Mobile IP-Telefonie wird sich nach Ansicht vieler Branchenkenner sehr schnell etablieren. Welches Übertragungsverfahren ihm zugrunde liegt, ist technisch gesehen unerheblich. Aber die Kosten für den Lizenzerwerb und den Netzaufbau müssen mit den Einnahmen abdeckbar sein. Und hier könnte sich in Deutschland mit den extrem hohen Lizenzkosten aus dem Jahr 2000 das Problem für UMTS auftun. Auch in anderen Ländern sind mobile Datendienste mit anderen, günstiger zu realisierenden Übertragungsverfahren schon viel erfolgreicher als UMTS, etwa in Japan, wo KDDI mit einem Dienst auf Basis CDMA2000-1X Marktführer ist. "Drahtloser, transparenter Internetzugang ist im Grunde ein Low-end Produkt. Das wird sich bald auch in den Preisen niederschlagen. Betreibe ich darüber IP-Telefonie, so wird der Internetzugang zwar veredelt und damit höherwertiger, aber der Dienst steht dann in Wettbewerb mit anderen mobilen wie auch leitungsgebundenen Telefondiensten. Der Wettbewerb diktiert dann das Preisniveau. Daher liegen die besseren Marktchancen bei den Verfahren mit der kostengünstigeren Infrastruktur", sagt Stadelmann.

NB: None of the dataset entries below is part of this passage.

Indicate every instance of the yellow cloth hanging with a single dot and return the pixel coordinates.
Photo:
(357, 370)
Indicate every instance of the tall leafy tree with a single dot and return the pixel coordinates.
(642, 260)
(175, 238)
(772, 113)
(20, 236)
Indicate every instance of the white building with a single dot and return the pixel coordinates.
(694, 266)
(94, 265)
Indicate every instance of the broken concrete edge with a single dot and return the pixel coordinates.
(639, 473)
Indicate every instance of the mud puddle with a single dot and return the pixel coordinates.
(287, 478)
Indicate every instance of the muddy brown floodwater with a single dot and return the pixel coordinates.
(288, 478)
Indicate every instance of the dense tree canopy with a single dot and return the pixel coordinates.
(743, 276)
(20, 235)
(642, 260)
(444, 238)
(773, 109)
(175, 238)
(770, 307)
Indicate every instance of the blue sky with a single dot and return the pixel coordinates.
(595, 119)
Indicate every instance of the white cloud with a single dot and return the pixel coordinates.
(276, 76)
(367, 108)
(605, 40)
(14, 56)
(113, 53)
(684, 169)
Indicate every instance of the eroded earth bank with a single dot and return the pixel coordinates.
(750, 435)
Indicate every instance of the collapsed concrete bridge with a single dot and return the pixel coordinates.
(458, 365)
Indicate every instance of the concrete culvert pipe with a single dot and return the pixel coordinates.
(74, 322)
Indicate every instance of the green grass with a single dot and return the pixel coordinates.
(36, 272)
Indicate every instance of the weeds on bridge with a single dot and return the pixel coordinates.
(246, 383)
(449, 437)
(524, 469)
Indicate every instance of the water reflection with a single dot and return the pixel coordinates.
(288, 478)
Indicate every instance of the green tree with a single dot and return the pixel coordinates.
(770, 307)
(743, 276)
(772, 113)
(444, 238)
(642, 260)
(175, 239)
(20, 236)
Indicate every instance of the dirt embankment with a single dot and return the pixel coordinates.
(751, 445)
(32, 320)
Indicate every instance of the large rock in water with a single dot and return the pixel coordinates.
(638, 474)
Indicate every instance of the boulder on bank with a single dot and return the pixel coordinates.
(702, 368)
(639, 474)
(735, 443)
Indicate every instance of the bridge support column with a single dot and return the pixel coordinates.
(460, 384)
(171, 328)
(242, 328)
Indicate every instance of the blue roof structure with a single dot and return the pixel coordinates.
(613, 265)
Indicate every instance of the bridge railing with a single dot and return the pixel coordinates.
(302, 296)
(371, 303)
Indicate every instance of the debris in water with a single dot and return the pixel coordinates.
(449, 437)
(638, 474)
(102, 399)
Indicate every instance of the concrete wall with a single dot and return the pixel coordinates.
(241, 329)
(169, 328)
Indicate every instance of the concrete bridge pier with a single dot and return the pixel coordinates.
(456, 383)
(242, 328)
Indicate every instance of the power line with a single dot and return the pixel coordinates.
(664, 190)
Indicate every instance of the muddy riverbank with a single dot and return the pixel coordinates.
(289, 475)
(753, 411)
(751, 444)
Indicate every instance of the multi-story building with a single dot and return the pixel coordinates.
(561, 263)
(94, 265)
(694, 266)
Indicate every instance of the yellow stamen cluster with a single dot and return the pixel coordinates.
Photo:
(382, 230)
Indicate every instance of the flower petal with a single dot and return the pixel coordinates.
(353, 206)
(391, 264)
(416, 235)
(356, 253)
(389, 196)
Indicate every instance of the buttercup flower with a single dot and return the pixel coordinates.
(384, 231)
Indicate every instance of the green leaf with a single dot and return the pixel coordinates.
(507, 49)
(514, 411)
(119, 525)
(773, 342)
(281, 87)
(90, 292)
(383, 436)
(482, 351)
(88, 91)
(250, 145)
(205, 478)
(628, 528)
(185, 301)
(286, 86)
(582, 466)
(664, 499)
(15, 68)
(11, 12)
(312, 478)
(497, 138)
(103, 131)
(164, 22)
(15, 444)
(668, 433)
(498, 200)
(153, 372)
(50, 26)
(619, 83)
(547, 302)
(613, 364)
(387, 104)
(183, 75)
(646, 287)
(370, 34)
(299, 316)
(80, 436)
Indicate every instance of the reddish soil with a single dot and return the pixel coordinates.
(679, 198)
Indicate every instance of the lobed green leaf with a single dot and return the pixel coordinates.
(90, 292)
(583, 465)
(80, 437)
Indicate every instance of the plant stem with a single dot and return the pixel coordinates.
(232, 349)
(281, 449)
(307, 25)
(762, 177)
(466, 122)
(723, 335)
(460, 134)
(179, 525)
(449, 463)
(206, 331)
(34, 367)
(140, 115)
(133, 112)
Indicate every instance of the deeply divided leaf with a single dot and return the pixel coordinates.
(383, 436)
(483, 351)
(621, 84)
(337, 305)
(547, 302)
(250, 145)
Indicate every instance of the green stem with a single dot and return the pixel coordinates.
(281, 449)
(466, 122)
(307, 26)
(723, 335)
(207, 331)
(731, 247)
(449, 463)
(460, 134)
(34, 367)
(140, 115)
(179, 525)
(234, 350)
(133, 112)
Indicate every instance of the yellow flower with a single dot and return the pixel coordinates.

Die Wettbewerbssituation mit mobiler IP-Telefonie dürfte auch darüber entscheiden, ob UMTS noch eine Atempause für eine Marktdurchdringung bekommt oder nicht. Die meisten derzeitigen Marktführer im Mobilfunk, die auch gleichzeitig UMTS-Lizenzen erworben haben, setzen eher auf eine spätere Einführung von VoIP und wollen damit ihre Investitionen schützen. In England und den USA sind aber Anbieter wie British Telecom Mobile und Cingular bereits dabei, mobile IP-Telefonie auf Basis Public WLAN in den nächsten ein bis zwei Jahren einzuführen. "UMTS-Handys werden nur solange einen gewissen Markterfolg erreichen können, solange keine Alternative verfügbar ist. Die treibende Kraft für den mobilen Datenverkehr im Massenmarkt werden aber nicht Multimedia-Anwendungen sein, sondern die IP-Telefonie. Verbreiten sich drahtlose, telefoniefähige WLAN-Zugänge rasch, so haben sie gegenüber UMTS auch die niedrigeren Kosten und somit die besseren Preise auf ihrer Seite. Und auf attraktive Handys mit VoIP-Funktion für WLAN werden wir nicht lange warten müssen, sie sind schon in Entwicklung ", weiss Stadelmann.